Date of Conferral
Doctor of Nursing Practice (DNP)
Heart failure (HF) affects 5.7 million Americans and continues to be a leading cause of hospitalizations and deaths in the United States, posing an enormous burden on patients, families, and the health care system. Readmission rates for HF within 30 days post hospital discharge at small rural acute care facility in the southeast are consistently higher than the national average. The gap in nursing practice was the lack of up to date patient education postdischarge guidelines on HF for the socioeconomically disadvantaged, culturally diverse patient population located in this small rural town. The purpose of this project was to use an expert team to revise the HF education program and to develop a clinical practice guideline for comprehensive nurse practitioner management of these patients.
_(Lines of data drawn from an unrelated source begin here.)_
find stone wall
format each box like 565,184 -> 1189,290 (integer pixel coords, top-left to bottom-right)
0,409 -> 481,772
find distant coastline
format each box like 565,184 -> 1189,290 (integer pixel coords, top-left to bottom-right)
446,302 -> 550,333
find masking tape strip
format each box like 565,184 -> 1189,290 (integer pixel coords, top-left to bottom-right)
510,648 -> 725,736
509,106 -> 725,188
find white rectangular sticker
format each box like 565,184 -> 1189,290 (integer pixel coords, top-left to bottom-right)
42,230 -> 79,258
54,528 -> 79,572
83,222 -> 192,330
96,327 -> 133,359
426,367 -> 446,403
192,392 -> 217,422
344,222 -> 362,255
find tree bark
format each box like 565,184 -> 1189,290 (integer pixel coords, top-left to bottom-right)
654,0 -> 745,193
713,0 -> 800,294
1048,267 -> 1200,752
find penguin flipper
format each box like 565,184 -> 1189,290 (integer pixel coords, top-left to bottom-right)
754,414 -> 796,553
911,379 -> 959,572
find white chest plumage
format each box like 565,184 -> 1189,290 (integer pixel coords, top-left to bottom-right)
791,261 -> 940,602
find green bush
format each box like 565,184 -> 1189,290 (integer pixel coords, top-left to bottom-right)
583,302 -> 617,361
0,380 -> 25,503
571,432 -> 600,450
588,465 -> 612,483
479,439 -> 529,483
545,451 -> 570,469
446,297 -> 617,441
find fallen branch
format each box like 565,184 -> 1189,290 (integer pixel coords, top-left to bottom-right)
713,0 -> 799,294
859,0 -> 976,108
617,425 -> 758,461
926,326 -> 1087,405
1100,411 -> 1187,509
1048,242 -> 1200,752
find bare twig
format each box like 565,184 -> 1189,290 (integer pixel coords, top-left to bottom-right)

The guiding practice-focused question addressed whether an expert interprofessional team could revise the HF clinical guidelines to conform with best practice, that is tailored to the low income Hispanic population to, ultimately, promote patient self-management, improve patient outcomes, and decrease readmissions for this vulnerable population. An interdisciplinary team met to review the most recent professional guidelines and the best practice literature and to develop this facility’s clinical practice guidelines. The key elements include (a) utilizing the “teach-back” technique, (b) daily repetition, (c) provision of a patient packet of bilingual information at discharge, (d) case managers ensuring a 7-day follow-up appointment, and (e) follow up phone calls post discharge. Nurse practitioner use of the updated guidelines has the potential to impact positive social change by supporting patient self-care management and preventing repeat hospitalization for patients with HF.